Viel ist in den vergangenen Monaten passiert, was eine erfolgreiche Übernahme auf den ersten Blick unwahrscheinlich wirken lässt. Erst vertiefte die EU-Kommission im November ihre Prüfung der geplanten Übernahme, im Dezember kündigte die US-amerikanische Federal Trade Commission (FTC) dann eine Klage gegen den geplanten Deal an. Schließlich äußerte die britische Competition and Markets Authority (CMA) noch Bedenken am Deal: Höhere Preise, weniger Auswahl und weniger Innovation könnten seine Folgen sein, argumentierte die Behörde.

Drei unerlässliche Märkte also, die den Deal kritisch sehen. Dennoch wird Microsoft Activision Blizzard wahrscheinlich am Ende übernehmen dürfen, glaubt der Analyst Florian Müller. Der Betreiber des Blogs FOSS Patents ist Experte im Patent- und Kartellrecht und hat Unternehmen wie Microsoft bei App-Store-Themen beraten.
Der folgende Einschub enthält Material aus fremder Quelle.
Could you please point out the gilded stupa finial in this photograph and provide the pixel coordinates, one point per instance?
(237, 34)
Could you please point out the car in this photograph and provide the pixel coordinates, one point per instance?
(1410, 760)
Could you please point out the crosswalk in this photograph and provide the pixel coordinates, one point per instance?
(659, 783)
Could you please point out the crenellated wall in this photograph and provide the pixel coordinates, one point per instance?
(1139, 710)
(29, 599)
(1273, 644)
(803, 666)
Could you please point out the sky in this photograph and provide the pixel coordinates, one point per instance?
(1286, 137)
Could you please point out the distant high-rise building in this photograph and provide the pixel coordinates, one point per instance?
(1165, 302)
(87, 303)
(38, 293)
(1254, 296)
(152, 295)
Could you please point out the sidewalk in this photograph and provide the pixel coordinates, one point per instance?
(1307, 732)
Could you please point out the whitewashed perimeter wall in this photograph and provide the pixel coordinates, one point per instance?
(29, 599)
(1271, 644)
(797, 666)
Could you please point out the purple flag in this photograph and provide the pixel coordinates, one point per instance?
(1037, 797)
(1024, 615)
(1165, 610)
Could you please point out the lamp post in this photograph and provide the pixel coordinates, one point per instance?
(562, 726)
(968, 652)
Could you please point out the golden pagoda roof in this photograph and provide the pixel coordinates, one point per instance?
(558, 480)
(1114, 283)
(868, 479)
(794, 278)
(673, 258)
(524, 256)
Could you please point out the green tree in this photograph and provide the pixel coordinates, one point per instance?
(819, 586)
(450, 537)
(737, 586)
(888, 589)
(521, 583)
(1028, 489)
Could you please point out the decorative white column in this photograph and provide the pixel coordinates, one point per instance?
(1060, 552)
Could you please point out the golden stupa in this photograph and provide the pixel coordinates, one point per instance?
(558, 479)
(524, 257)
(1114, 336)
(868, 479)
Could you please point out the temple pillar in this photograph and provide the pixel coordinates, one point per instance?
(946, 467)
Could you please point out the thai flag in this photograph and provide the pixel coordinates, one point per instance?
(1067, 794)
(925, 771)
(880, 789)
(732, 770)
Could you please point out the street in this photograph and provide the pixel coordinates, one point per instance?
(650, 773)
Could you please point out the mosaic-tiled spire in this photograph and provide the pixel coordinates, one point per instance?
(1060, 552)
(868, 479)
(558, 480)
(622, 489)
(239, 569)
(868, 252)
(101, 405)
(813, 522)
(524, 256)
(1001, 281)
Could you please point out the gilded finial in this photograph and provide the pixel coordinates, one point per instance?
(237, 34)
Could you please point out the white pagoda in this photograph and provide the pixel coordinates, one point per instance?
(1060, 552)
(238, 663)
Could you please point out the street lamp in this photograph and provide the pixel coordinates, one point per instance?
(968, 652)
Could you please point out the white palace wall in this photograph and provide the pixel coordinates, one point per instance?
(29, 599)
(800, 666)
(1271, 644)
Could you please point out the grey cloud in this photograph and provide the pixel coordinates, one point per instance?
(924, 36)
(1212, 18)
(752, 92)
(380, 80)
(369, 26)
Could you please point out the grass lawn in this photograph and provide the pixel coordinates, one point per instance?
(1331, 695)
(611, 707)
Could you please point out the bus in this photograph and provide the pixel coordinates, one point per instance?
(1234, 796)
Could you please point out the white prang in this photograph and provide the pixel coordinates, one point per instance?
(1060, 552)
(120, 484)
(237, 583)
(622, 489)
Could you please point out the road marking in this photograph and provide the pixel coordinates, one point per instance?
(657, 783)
Außerdem war er bis 1998 als Consultant für Blizzard tätig. "Die Kartellämter mussten zuerst Bedenken formulieren, um eine eingehende Prüfung und Verhandlungen über mögliche Zugeständnisse von Microsoft zu ermöglichen", sagt Müller gegenüber heise online. "So etwas liest sich dann immer endgültiger, als es ist. Am Ende wird dann doch oft stattgegeben."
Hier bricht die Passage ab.